- Centering prayer— Pray for illumination, “Lord, open my heart and mind by the power of the Holy Spirit,” and remain in silence.
- Read slowly, keeping any words or phrase that come to your mind, and mark on them.
- Close eyes and meditate on what you read.
- Take a note if you have question, inspiration.
Read Lamentation 1
The book of Lamentation is poetry, expressing suffering, agony and pain of the fall of Judah and Jerusalem. This book describes the historical event of the destruction of Jerusalem by the hands of the Babylonians in 587 BC. Therefore, this book must be written after that year.
The book of Lamentation is composed of five poems, and the structure of the book is pattern based on Hebrew alphabet, 22 letters, in each chapter, with chapter three having three times of it.
The poet of the book of Lamentation has been known as Jeremiah historically, who was called the weeping prophet. But some biblical scholars viewed differently because of formation and grammar in the book, different from the book of Jeremiah. They viewed that there are different poet for each chapter, and later five poems were grouped into one book.
The central theme of the book of Lamentation is theological—how God could allow the promised land and people to be destroyed and God’s people sent away in exile? Where is God in the midst of the people’s suffering? The poet repeatedly calls on God for mercy and compassion, begging God to see their grief and shame.
The book of Lamentation was used in public rituals of morning and remembrances the times of tragedy. In Christian tradition, the reading of the book of Lamentation is included as part of worship during Holy Week. In Jewish tradition, this book is read on the month of Ab, a holiday that remembers the destruction of Jerusalem temple twice, 587 BC and 70AD, and other catastrophes such as Holocaust during the second world war.
The book of Lamentation creates the readers space for remembering tragedy, and the healing of painful situation.

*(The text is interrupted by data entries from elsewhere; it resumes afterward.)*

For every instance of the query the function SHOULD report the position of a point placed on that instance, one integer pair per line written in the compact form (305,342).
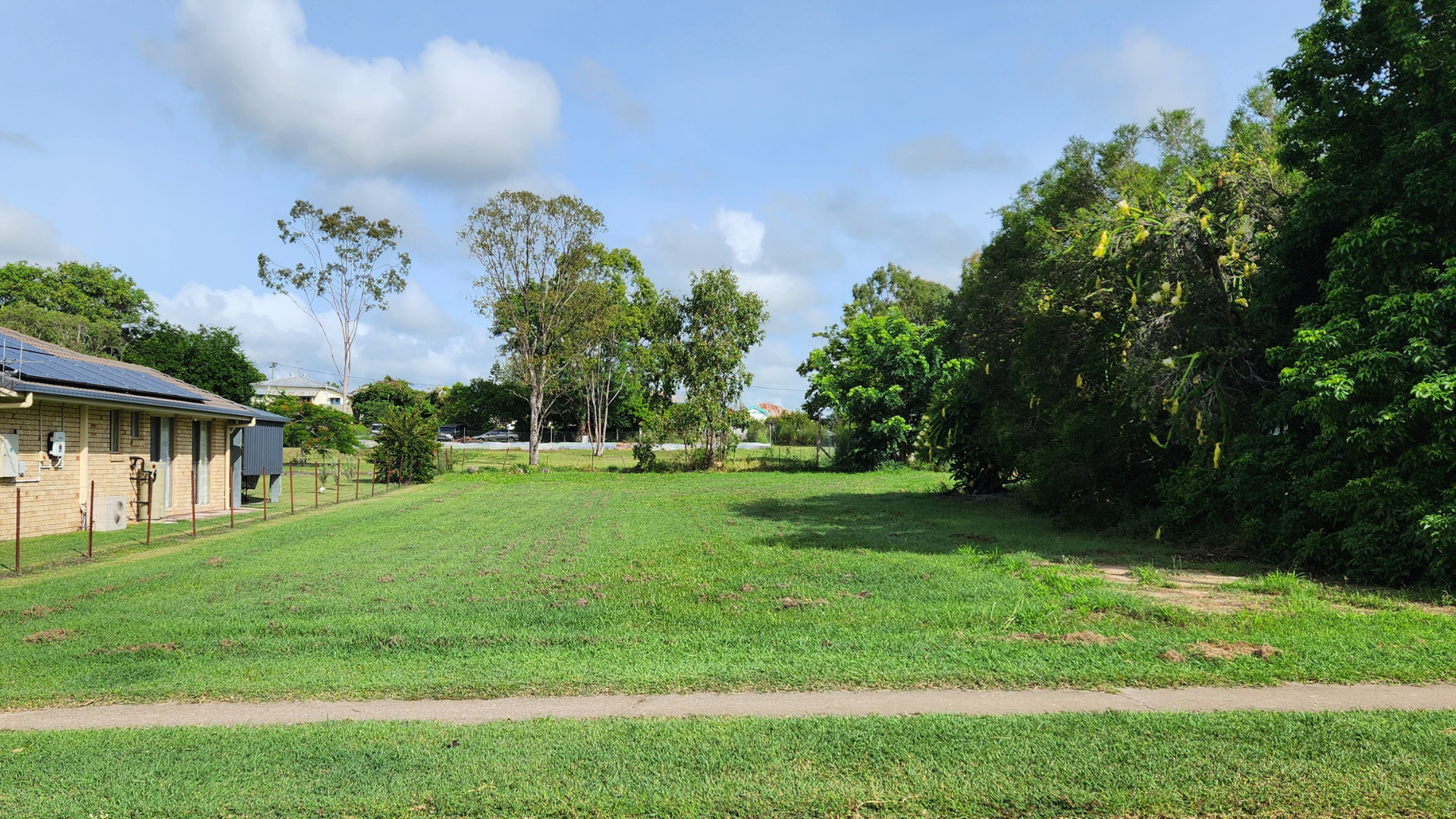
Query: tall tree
(353,267)
(536,289)
(720,324)
(210,357)
(919,300)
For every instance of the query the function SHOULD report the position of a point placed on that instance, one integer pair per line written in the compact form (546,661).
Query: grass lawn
(1237,764)
(592,582)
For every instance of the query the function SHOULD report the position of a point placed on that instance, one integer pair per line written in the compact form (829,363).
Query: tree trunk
(535,457)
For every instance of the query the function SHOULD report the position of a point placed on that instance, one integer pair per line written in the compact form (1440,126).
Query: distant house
(764,411)
(150,444)
(306,388)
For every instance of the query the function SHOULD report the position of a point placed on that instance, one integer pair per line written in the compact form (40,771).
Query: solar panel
(33,363)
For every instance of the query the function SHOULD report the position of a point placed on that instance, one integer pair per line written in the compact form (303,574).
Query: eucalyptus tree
(353,267)
(538,286)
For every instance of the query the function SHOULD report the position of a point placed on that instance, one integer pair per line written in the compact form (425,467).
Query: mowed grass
(1235,764)
(598,582)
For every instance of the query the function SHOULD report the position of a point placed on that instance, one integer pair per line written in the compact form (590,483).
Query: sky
(804,145)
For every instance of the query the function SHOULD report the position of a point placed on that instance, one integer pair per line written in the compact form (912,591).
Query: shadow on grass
(934,523)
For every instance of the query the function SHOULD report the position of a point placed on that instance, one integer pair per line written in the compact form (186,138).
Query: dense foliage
(405,449)
(210,357)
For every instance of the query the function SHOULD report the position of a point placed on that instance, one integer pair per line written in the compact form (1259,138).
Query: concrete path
(1291,697)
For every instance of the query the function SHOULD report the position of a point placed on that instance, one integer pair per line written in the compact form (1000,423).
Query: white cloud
(938,155)
(413,340)
(460,112)
(596,82)
(743,234)
(1144,74)
(25,237)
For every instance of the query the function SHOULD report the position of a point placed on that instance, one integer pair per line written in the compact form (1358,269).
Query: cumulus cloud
(743,234)
(598,83)
(413,340)
(1144,74)
(460,112)
(25,237)
(940,155)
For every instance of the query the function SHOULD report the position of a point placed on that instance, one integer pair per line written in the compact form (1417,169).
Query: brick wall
(53,499)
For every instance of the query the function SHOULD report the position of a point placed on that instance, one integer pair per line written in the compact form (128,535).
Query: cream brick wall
(53,499)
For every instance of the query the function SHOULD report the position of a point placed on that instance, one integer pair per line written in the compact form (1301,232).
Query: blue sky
(801,143)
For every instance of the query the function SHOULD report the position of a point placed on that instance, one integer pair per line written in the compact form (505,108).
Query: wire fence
(302,487)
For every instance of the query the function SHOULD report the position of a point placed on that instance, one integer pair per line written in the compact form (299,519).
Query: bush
(405,447)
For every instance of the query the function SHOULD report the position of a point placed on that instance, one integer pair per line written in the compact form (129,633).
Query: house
(150,444)
(306,388)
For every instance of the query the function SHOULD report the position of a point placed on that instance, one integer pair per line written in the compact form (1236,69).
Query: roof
(30,365)
(293,382)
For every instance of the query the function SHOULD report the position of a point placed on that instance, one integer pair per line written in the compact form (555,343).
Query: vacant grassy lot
(576,582)
(1359,764)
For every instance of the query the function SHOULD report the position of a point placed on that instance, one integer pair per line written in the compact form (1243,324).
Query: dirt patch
(49,635)
(1220,651)
(134,649)
(1197,591)
(1075,639)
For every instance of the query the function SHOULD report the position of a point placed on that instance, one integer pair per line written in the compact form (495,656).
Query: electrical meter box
(11,464)
(111,513)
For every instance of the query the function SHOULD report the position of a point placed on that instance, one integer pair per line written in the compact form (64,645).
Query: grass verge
(1234,764)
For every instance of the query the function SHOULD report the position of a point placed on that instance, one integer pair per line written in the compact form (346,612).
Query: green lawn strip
(1232,764)
(577,582)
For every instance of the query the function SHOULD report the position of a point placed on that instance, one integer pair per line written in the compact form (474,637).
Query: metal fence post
(91,521)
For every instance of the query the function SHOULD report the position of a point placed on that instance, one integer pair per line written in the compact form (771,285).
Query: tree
(877,376)
(210,357)
(623,299)
(346,271)
(405,449)
(312,428)
(93,292)
(538,271)
(720,324)
(482,406)
(376,400)
(892,286)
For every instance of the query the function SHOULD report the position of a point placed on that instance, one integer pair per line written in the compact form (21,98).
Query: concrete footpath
(1289,697)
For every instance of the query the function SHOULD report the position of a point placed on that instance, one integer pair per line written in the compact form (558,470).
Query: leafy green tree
(312,428)
(918,299)
(95,292)
(376,400)
(1372,369)
(210,357)
(354,265)
(539,276)
(877,376)
(482,406)
(93,337)
(718,324)
(405,449)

The first poet in chapter one remembers the tragedy of the destruction of Jerusalem by the Babylonian army, using the analogy of royal palace once was brilliant but destroyed. The poet confessed the sin, adultery, that brought divine anger leading to destruction. The poet pleaded God’s mercy.
1. What does this passage tell you about God?
2. What does this passage tell you about people.?
3. What does this passage tell you about yourself and God’s will for you?